He defined abstract ideas as falling into one of three categories: 1) mathematical concepts, 2) certain methods of organizing human interactions… [such as] advertising, marketing and sales activities [e.g., Bilski or Alice] and 3) mental processes, “which are concepts performed in the human mind, such as forming an observation, evaluation, judgment or opinion.” Director Iancu then focused on the overriding importance of determining whether or not a claim is simply directed to a judicial exception or is “a practical application of otherwise excluded subject matter….for example, we should be able to differentiate between [a claim drawn to] electromagnetism itself, on one hand, [and claims to] toys that communicate with each other using electromagnetic signals, on the other.” Not surprisingly, he cited Diehr approvingly.

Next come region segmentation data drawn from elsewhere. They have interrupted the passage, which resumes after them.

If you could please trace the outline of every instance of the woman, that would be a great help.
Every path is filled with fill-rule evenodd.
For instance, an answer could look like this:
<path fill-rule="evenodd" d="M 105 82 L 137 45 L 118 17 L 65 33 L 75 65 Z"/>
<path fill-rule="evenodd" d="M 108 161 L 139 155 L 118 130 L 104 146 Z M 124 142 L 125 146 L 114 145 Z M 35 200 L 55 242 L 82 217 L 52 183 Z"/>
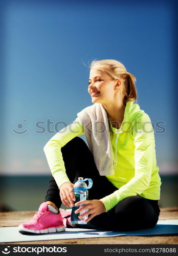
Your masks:
<path fill-rule="evenodd" d="M 114 59 L 94 61 L 90 69 L 88 92 L 94 104 L 78 113 L 75 121 L 44 146 L 52 176 L 45 202 L 30 221 L 19 226 L 21 233 L 59 232 L 65 226 L 130 230 L 151 228 L 158 222 L 161 181 L 154 132 L 148 115 L 134 103 L 137 97 L 136 78 Z M 93 127 L 98 118 L 100 120 L 97 108 L 104 117 L 106 114 L 103 124 L 109 128 L 107 139 L 98 132 L 95 137 L 95 131 L 92 129 L 90 133 L 81 121 L 86 116 L 93 117 L 90 120 Z M 84 134 L 90 148 L 78 137 Z M 111 150 L 107 152 L 104 146 L 109 141 Z M 108 155 L 114 158 L 111 172 Z M 100 172 L 101 161 L 108 172 Z M 76 214 L 88 210 L 81 216 L 88 215 L 86 224 L 73 225 L 70 213 L 65 218 L 59 208 L 62 202 L 67 207 L 74 206 L 74 183 L 79 177 L 92 178 L 93 186 L 88 200 L 75 204 L 85 205 Z"/>

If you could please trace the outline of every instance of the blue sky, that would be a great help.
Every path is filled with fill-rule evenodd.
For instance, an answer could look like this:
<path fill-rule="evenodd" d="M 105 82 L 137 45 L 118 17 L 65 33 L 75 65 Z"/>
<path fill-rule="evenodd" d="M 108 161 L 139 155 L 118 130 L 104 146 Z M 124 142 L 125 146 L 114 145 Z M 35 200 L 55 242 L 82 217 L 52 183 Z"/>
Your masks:
<path fill-rule="evenodd" d="M 115 59 L 137 78 L 151 121 L 160 174 L 177 170 L 174 8 L 171 1 L 9 1 L 3 12 L 4 174 L 48 174 L 43 151 L 57 131 L 92 104 L 88 65 Z M 47 131 L 47 119 L 53 122 Z M 36 127 L 43 122 L 44 131 Z M 58 126 L 60 130 L 63 126 Z M 20 132 L 27 130 L 22 134 Z M 82 138 L 86 142 L 84 135 Z"/>

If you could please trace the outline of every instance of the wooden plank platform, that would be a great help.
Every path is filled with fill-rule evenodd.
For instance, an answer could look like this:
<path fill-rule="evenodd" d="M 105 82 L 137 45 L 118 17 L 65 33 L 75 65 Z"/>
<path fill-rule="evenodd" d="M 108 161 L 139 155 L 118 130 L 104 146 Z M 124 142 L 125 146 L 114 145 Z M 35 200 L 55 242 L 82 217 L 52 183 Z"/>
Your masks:
<path fill-rule="evenodd" d="M 178 219 L 178 207 L 161 208 L 159 220 Z M 17 226 L 35 211 L 0 212 L 0 227 Z M 178 234 L 9 243 L 10 244 L 178 244 Z"/>

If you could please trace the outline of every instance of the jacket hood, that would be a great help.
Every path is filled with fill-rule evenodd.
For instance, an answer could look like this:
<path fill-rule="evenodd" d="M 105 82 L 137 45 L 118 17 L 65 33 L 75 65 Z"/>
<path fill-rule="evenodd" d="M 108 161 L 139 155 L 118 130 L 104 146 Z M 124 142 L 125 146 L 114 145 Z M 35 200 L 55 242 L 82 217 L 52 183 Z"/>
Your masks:
<path fill-rule="evenodd" d="M 137 118 L 140 114 L 142 114 L 144 111 L 140 109 L 139 105 L 134 101 L 128 101 L 125 109 L 123 122 L 130 122 Z"/>

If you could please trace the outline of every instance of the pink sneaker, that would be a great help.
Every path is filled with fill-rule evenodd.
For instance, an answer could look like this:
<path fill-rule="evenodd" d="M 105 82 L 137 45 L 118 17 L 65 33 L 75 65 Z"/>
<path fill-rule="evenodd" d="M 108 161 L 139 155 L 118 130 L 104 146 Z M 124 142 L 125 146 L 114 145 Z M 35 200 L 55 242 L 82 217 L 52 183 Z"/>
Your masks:
<path fill-rule="evenodd" d="M 18 230 L 23 234 L 34 233 L 43 234 L 65 231 L 60 213 L 47 203 L 42 203 L 38 211 L 27 222 L 18 226 Z"/>

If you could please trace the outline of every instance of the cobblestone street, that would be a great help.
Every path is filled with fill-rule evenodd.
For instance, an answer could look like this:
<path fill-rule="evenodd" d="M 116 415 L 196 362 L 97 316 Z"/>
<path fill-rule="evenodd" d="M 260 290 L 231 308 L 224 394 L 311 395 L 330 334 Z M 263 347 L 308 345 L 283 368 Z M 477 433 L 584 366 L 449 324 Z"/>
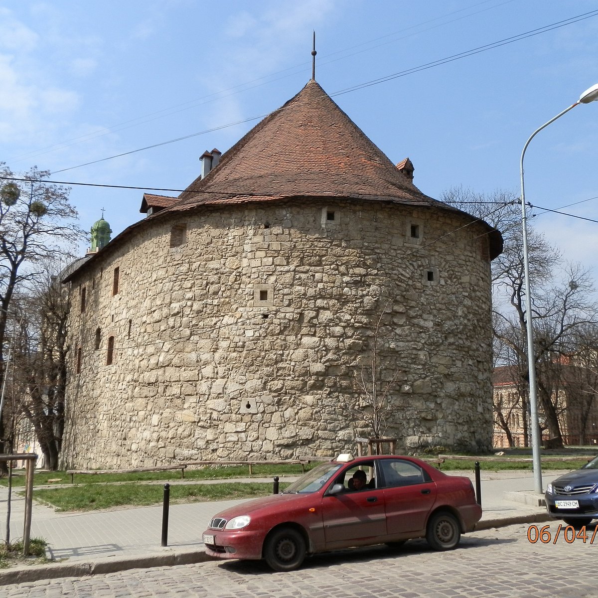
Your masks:
<path fill-rule="evenodd" d="M 0 596 L 598 596 L 598 534 L 590 544 L 593 527 L 585 543 L 581 538 L 571 541 L 570 533 L 566 539 L 562 533 L 554 544 L 557 527 L 553 522 L 547 528 L 551 537 L 546 544 L 531 543 L 530 526 L 520 524 L 465 536 L 460 548 L 444 553 L 430 550 L 423 541 L 412 541 L 396 552 L 377 547 L 321 555 L 291 573 L 271 572 L 261 562 L 210 562 L 13 585 L 0 588 Z M 532 540 L 537 537 L 533 532 Z"/>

His proposed analytical framework for examiners attempting to resolve the s. 101 question is first, to “look to see if the claims fall within the four statutory categories: process, machine, or composition of matter (This is not new, we always do this). If so, examiners then determine if the claims recite subject matter within one of the judicial exceptions, categorized as I just described (This is the new approach.)” If they do not the Examiner moves on to ss. 102, 103 and 112. If they do, the examiners “would assess whether the claims integrate the exception into a practical application of the otherwise excluded material. If so, the claim passes the 101 test and eligibility analysis is concluded.”